1) A typical day when we are not preparing for, or in the middle of, a go-live consists of gathering requirements from users (typically nursing managers, lead physicians, department directors, etc) for updates to Epic, building those changes in the system and carrying it through the approval process. Preparing for and supporting a go-live typically involves on-site support, training and troubleshooting. Go-live involves long hours, weekends and in my case, travel (some of our hospitals are a few hours away).
2) Salary really varies according to the hospital system and the employee's experience/prior certification.

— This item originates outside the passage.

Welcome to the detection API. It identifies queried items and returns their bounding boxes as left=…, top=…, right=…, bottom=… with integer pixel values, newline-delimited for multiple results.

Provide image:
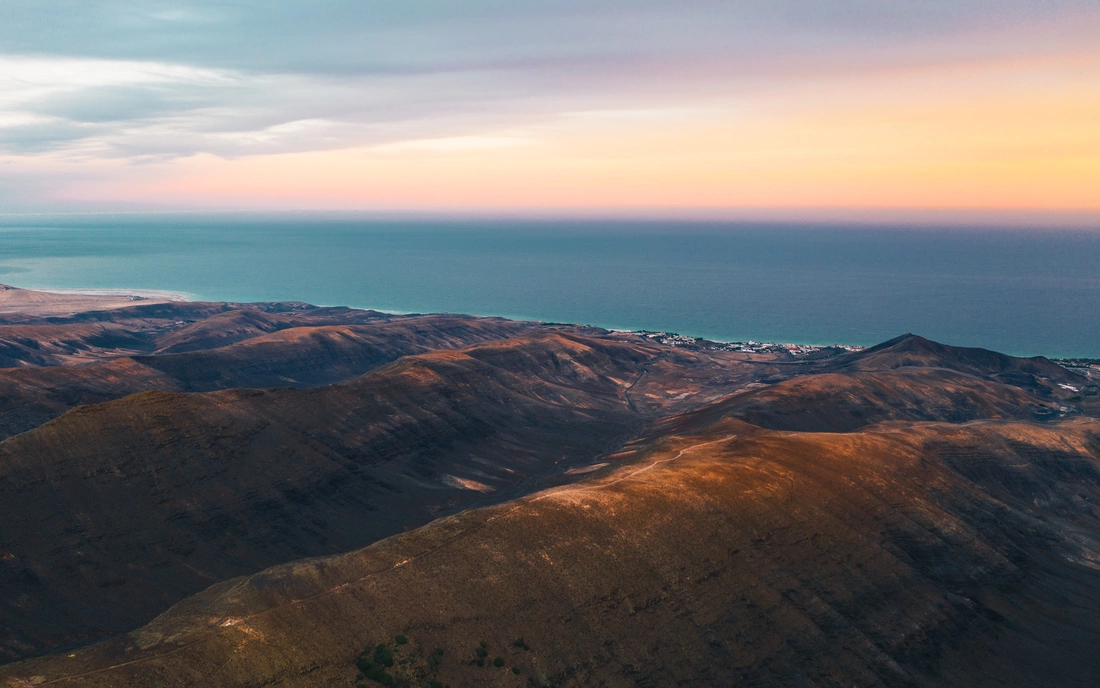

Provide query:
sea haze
left=0, top=215, right=1100, bottom=357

Where I am, it's similar pay to the bedside or better (but I'm in an area with very high bedside pay).
3) Epic certification can only occur by taking classes at the Epic facility in Madison, WI. Depending on your certification, it's usually 2-4 trips.

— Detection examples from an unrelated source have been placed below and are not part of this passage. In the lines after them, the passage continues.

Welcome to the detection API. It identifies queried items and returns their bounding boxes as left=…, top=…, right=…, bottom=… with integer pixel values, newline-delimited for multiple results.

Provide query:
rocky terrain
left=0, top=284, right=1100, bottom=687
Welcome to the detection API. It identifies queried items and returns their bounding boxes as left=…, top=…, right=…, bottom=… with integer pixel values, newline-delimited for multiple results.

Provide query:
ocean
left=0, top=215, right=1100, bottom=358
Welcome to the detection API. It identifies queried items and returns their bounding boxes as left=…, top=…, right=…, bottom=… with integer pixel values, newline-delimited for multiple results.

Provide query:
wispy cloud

The great thing about finding a company that will pay/send you to certification is that it will greatly increase your marketability.
Hope that helps and good luck!
- 0Feb 7, '13 by born2circulateRNThanks for the input; I really appreciate it. As I said before, I have no IT background so hopefully - I still have a chance with an offer. And also, I saw someone write here on AN that if your hospital has Epic, going to WI to receive certification isn't necessary - it can be received at that hospital?

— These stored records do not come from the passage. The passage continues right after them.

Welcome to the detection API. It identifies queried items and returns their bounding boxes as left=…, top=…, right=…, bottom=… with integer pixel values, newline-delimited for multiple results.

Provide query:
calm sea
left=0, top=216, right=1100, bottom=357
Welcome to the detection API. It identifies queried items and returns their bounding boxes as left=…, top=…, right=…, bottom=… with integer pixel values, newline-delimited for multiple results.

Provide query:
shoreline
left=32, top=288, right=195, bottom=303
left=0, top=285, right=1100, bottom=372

- 0Feb 8, '13 by FAworldYou can get what they call a 'proficiency' without going to WI but to be certified, Epic requires that you attend on-site classes in Madison, WI. You really want the certification (more marketable than a proficiency) if you can get them to provide it. The trips are only 3 days of classes (and it's 2-4 trips) so it's not bad. I haven't seen the post about not needing to go to WI but maybe they were referring to getting general training on Epic as a user.
- 0Feb 8, '13 by EMR*LPNNo, Epic does not pay for travel to their site. The facility will sponsor you and pay for all travel expenses and classes depending on what you are getting your certification in. A facility must sponsor you in order for you to go to Madison, WI. Anybody off the street that wants to get an Epic certification cannot just call Epic and go.
- 0Aug 15 by EMR*LPNThe assessment test might be something as simple as showing you have the ability to navigate places on a computer. You might be surprised at the number of nurses and physicians I have attempted to train that didn't even have basic computer skills. Couldn't use a mouse or use MS Office...all that does is make it a real long class for those with good skills.